Introduction to Keras
Keras is an awesome deep learning framework that is focused on providing a user friendly API on top of DL backends like Theano and TensorFlow. Keras high-level API allows you:
- Use existing datasets, or build your own,
- Define a complex data processing pipeline for images and text data.
- Build deep learning models using Sequential or a Functional API
- Provides a variety of layers for different use case: Convolution, Recurrent or Linear.
- Makes it easy to train and evaluate models as well as exporting them to diffent storage formats.

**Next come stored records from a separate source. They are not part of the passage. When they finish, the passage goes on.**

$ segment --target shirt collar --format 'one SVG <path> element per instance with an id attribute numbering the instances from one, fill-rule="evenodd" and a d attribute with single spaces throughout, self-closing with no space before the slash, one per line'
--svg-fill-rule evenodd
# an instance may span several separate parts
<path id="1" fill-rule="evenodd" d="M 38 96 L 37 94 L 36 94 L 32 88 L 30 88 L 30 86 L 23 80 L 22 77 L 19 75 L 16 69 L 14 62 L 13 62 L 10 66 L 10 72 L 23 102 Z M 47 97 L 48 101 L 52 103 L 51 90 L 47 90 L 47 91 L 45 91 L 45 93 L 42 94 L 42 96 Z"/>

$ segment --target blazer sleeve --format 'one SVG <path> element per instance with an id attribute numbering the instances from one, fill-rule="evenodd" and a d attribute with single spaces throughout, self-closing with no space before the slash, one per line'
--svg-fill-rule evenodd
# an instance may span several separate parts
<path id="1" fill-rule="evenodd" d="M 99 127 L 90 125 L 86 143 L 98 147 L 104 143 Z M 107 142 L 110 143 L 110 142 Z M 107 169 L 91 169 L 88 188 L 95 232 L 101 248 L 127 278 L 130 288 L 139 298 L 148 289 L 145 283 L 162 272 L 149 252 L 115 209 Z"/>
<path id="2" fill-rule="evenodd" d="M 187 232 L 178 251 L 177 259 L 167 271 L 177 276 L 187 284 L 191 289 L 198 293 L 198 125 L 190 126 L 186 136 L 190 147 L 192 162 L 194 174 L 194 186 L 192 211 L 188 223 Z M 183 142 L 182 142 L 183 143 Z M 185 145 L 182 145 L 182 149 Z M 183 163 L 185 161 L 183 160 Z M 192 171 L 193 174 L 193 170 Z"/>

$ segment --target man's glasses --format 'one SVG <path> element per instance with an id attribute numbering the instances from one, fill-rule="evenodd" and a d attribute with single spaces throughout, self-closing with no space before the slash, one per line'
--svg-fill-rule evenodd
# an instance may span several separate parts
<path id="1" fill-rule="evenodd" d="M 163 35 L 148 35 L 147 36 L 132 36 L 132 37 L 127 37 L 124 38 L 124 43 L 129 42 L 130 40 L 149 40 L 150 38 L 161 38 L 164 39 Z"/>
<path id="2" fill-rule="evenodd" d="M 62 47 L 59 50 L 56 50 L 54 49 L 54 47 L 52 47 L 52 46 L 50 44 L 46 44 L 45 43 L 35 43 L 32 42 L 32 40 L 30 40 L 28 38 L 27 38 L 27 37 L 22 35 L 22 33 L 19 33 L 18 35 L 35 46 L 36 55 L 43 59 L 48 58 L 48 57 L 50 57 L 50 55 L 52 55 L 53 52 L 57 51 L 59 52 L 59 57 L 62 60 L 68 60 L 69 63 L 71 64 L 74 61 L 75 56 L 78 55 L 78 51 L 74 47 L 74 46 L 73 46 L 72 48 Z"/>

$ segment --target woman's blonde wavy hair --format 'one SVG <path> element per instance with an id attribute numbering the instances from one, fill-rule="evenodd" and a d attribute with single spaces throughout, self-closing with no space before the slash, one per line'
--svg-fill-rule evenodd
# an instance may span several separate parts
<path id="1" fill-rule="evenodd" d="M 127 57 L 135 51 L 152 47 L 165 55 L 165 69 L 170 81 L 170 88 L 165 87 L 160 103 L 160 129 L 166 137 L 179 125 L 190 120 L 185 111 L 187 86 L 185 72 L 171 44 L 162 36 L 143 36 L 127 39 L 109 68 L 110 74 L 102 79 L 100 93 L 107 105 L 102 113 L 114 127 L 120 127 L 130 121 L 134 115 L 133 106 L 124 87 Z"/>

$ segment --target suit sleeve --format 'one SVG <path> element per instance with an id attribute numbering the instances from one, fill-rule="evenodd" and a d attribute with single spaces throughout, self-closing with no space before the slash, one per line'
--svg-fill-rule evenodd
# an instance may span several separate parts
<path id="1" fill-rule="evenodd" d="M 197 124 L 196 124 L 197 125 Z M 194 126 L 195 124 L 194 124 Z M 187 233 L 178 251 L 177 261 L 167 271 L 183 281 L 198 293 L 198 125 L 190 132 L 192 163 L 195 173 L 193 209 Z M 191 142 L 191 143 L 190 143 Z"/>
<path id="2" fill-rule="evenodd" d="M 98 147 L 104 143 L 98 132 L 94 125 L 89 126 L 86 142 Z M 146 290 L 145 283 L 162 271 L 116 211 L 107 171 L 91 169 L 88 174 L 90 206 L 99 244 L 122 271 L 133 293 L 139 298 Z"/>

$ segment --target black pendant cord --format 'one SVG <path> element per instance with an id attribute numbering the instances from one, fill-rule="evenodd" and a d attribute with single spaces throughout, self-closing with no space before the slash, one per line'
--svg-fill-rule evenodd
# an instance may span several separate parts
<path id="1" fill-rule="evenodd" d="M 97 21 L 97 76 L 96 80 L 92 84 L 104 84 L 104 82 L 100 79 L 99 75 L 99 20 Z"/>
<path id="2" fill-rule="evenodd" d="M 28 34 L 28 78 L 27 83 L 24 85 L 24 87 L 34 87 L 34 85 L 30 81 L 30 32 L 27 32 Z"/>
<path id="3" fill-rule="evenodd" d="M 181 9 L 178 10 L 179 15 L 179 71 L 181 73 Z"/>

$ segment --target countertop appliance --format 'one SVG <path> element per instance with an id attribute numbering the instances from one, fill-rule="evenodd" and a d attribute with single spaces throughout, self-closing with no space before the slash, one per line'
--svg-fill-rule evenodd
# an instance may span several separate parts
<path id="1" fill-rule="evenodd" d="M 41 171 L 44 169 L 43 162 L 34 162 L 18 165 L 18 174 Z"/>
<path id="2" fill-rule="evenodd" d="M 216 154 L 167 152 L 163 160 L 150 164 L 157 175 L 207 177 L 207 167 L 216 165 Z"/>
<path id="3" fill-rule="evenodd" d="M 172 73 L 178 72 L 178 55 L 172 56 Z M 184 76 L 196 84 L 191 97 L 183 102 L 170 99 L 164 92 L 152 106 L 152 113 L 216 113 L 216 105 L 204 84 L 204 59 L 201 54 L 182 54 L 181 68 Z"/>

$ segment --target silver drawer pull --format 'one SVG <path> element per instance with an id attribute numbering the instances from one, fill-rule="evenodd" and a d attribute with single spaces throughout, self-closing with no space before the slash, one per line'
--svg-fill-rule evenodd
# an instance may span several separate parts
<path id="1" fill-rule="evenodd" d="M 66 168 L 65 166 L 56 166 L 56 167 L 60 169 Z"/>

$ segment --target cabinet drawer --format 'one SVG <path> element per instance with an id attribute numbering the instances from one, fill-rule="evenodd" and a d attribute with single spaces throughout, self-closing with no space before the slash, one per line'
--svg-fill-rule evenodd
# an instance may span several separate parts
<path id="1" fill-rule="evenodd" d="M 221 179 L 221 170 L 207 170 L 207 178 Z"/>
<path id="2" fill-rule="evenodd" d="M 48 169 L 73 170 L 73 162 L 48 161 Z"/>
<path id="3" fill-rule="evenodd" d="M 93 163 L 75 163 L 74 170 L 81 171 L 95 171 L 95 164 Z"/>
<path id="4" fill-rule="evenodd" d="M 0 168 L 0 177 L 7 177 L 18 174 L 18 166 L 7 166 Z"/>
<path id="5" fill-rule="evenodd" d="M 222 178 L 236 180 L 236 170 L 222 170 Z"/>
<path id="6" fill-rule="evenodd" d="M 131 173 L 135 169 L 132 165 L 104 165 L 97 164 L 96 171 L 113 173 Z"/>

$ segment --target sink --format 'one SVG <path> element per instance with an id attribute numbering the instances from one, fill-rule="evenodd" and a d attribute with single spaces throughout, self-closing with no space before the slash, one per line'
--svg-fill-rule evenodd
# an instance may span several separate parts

A simple Perceptron Neural Network can be build with Keras like this:
import numpy as np
from keras.models import Sequential
from keras.layers import Dense, InputLayer
# prepare a dataset
features = np.random.random((1000, 10))
labels = np.random.randint(2, size=(1000, 1))
# create a model
model = Sequential([
InputLayer(input_shape=(None, 10)),
Dense(20, activation='relu'),
Dense(1, activation='sigmoid')
])
# train the model
model.compile(optimizer='adam', loss='binary_crossentropy', metrics=['accuracy'])
model.fit(features, labels, epochs=2, batch_size=10)
# run predictions
predictions = model.predict(features)
Data
Data for your neural network can be in different form, stored as python objects with pickle or in raw files (e.g. images, text). Keras accept data as numpy arrays, so sometimes you may need some preprocessing which Keras provides a lot helper to facilitate this step.
Datasets
For your NN, either use Data that’s alreay ready to be used (e.g. Keras Datasets) or acquire data and use Keras preprocessing to prepare it.
Keras Datasets
Example of popular Keras Datasets include: Boston housing, MNIST, and IMDb.
from keras.datasets import boston_housing, mnist, imdb, cifar10
(X_train,y_train), (X_test,y_test) = mnist.load_data()
(X_train,y_train), (X_test,y_test) = boston_housing.load_data()
(X_train,y_train), (X_test,y_test) = cifar10.load_data()
(X_train,y_train), (X_test,y_test) = imdb.load_data(num_words=10000)
Public Datasets
You can also use public datasets and prepare them before passing them into a NN
from urllib.request import urlopen
DATA_URL = "http://archive.ics.uci.edu/ml/machine-learning-databases/pima-indians-diabetes/ pima-indians-diabetes.data"
data = np.loadtxt(urlopen(DATA_URL), delimiter=",")
X, y = data[:, 0:8], data [:, 8]
Keras has a utility get_file method to download and extract data
DATA_URL = "http://ai.stanford.edu/~amaas/data/sentiment/aclImdb_v1.tar.gz"
keras.utils.get_file(
fname = "aclImdb.tar.gz",
origin = DATA_URL,
extract = True
)
Architectures
Multilayer Perceptron (MLP)
Regression
A regresion model output a real value and should have:
- one output in the final layer,
- use
mseMean Square Error loss function. - use
maeMean Absolute Error metric.
from keras.models import Sequential
from keras.layers import Dense, InputLayer
model = Sequential()
model.add(InputLayer(input_shape=(None, 64)))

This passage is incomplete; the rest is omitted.